The issue happens completely random, a transcode might run for days without issue and suddently it locks in this state.

Currently testing with drivers 455.32.0 and 450.80.02 but was also happening with 440 and 418 (can’t remember specific driver version)

Can any developer from Nvidia check this issue?
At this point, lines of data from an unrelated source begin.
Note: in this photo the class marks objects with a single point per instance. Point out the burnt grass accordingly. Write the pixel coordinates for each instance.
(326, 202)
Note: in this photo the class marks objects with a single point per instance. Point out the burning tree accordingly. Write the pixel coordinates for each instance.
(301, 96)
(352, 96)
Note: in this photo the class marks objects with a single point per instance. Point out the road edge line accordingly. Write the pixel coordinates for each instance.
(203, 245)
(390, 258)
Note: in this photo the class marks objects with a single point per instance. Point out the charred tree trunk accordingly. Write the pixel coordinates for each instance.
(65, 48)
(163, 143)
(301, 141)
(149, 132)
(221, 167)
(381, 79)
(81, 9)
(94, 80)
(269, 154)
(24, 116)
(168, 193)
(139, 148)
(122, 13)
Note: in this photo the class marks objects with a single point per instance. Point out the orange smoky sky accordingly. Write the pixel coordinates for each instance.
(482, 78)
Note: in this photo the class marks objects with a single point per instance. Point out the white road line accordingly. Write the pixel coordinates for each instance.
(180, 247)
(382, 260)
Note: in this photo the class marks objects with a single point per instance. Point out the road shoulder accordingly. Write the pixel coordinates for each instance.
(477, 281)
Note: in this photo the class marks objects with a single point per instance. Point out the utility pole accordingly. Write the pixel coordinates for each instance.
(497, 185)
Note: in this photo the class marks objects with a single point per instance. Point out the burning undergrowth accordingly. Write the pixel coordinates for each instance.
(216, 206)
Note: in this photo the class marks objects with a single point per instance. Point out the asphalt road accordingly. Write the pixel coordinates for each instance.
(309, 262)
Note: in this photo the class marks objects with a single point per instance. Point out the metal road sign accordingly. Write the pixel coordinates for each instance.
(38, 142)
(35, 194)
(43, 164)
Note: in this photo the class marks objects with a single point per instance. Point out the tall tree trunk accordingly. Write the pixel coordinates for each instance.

Unfortunately there are no debug symbols for nvidia libraries so I cannot understand what triggers the issue.

I met the same issue using ffmpeg.
This stuck case is not triggered by posix sem, but the cuda-evthandlr thread which fail to recv cuda event, instead of release sem after recv cuda event.